Poor implementation of evidence-based practices (1,2) and its toll on program outcomes are a critical concern for mental health services (3,4). One accepted strategy to improve implementation is to verify program fidelity (5,6). However, as the number of evidence-based practices increases, the need to conduct fidelity measurement has begun to place a very high burden on agencies charged with ensuring service quality. For example, the current standard fidelity instrument for assertive community treatment (ACT), the Dartmouth Assertive Community Treatment Scale (DACTS) (7), requires one day for the on-site visit and another day to score and write the report for quality improvement feedback.
In 2007 a national task force met to identify alternative approaches for ensuring quality (8). Among the strategies discussed was the use of alternative fidelity assessment methods such as phone-administered assessments. Phone-administered fidelity assessment has been used successfully to predict consumer outcomes—for example, employment in a supported-employment program (9)—but no research has validated its use compared with on-site assessment. We examined the interrater reliability of pairs of raters who independently conducted phone assessments of 23 ACT programs. Validity of phone-administered fidelity assessment was examined by comparing results of phone assessment with on-site evaluation. We also examined whether validity and reliability were higher when the raters had prior experience with fidelity assessment or prior knowledge of the participating team.
Thirty-two ACT teams in Indiana were invited to participate, and 23 (72%) agreed. All programs had been operating for at least one year, adhered to the Indiana ACT standards, and were receiving annual on-site fidelity assessments from the ACT Center of Indiana (10). The study took place between October 2008 and March 2010.
On-site assessments using the 28-item DACTS were conducted by the consultant assigned to the team at each ACT site. The DACTS (11) assesses fidelity to ACT along three dimensions: human resources (for example, hours of psychiatrist time assigned to teams), organizational boundaries (for example, use of explicit admission criteria), and nature of services (for example, use of in vivo services). Items are rated using a 5-point scale, from 1, indicating no implementation, to 5, indicating full implementation. Mean item scores of 4 and above are considered characteristic of established ACT teams. The DACTS has excellent interrater reliability (11) and can differentiate between ACT and other types of intensive case management (7).

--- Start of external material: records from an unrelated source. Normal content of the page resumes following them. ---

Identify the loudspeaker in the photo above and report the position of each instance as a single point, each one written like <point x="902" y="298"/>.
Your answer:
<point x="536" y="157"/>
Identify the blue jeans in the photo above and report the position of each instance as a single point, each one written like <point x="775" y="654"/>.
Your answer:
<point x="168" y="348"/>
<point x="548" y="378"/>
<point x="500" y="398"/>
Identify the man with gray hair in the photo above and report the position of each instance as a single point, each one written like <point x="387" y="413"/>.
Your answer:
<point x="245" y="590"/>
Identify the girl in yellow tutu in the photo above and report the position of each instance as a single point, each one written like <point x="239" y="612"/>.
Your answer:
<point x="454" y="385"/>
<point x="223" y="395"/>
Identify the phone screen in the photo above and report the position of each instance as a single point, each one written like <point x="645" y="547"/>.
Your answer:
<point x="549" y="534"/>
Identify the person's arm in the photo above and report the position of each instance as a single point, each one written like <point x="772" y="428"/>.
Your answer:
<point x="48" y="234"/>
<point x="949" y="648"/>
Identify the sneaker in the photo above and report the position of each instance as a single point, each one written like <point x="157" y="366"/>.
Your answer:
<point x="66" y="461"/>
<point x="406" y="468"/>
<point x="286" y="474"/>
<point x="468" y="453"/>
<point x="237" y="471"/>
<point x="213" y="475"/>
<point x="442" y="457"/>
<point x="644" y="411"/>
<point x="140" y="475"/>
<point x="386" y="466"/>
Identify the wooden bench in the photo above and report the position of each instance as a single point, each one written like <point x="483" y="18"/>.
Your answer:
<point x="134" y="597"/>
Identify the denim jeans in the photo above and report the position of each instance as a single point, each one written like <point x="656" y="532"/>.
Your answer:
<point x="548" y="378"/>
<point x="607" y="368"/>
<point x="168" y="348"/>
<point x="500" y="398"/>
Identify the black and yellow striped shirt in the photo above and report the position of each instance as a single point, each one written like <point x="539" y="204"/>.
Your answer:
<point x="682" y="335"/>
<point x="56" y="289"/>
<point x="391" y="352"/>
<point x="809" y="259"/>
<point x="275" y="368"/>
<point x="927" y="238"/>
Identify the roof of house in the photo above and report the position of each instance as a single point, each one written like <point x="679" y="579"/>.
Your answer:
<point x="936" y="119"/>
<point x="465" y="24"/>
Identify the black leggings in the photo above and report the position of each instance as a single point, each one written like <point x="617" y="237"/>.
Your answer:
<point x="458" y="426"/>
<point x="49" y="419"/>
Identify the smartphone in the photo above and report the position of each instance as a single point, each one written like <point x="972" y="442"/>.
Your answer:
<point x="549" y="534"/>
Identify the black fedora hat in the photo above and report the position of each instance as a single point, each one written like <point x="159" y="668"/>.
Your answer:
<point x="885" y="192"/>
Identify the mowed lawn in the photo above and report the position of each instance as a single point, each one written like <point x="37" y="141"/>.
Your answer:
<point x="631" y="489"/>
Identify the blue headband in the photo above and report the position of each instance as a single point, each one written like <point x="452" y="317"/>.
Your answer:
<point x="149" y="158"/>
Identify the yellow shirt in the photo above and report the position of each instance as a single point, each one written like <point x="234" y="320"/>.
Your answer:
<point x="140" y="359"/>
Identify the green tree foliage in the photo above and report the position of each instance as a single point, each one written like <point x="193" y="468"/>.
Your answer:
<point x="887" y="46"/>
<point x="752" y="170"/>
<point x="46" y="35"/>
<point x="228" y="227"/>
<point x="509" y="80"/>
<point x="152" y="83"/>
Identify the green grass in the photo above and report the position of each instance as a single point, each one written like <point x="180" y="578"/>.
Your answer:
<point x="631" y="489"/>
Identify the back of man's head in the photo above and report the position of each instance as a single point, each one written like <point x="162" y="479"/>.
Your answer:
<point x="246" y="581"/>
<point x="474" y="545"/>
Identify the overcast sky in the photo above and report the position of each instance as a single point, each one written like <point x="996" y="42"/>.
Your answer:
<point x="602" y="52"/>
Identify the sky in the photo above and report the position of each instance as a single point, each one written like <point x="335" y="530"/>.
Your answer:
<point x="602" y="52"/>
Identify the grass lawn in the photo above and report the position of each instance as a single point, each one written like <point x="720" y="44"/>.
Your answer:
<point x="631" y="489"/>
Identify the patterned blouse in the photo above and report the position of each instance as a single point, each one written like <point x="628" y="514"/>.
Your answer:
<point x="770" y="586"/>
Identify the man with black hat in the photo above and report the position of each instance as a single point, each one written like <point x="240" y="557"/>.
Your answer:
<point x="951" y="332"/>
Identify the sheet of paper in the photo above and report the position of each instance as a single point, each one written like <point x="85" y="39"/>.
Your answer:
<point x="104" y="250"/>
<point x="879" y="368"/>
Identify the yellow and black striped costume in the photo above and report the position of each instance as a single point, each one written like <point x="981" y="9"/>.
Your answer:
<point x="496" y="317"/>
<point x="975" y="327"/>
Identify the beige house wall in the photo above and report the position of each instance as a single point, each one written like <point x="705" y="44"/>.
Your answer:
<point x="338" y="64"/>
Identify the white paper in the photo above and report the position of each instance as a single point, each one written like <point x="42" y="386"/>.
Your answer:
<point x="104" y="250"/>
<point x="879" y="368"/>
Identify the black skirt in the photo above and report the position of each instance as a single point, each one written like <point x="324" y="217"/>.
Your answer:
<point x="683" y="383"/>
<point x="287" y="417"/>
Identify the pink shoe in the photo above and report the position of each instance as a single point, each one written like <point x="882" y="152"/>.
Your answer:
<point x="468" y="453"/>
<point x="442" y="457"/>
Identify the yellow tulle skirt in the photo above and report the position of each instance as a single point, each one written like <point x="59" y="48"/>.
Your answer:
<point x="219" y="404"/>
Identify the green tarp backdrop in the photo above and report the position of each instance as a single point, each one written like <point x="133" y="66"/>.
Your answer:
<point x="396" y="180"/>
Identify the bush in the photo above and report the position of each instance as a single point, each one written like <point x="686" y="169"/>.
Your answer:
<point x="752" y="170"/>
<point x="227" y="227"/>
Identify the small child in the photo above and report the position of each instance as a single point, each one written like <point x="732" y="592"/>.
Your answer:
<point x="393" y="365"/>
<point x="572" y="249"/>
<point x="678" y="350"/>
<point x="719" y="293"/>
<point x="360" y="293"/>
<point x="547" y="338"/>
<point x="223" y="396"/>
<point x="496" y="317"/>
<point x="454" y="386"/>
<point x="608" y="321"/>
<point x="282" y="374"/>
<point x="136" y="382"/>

Consultants mailed a checklist of needed items or activities to team leaders before their visit (for example, have team roster ready, plan interviews with specific staff members). The on-site visit, usually about a day long, typically involved one hour spent observing the daily team meeting, one-and-a-half to two hours interviewing the program leader, a half-hour interviewing the substance abuse specialist, one to two hours shadowing team members in the community and interviewing clients, two to three hours reviewing charts and other records, and a half-hour asking the program leader some wrap-up questions. Consultants completed DACTS scoring within five working days of their visit and were free to contact program leaders to clarify data if needed. In all but one case, the on-site assessments were conducted after the phone assessments (see below).
Consultants received extensive initial training on the DACTS, reviewed the DACTS protocol and scoring at an all-day training workshop annually, and had at least two years' experience conducting DACTS assessments. They were able to ask questions or discuss issues regarding DACTS scoring through e-mail contact and at biweekly meetings with one another and their supervisor (also a consultant).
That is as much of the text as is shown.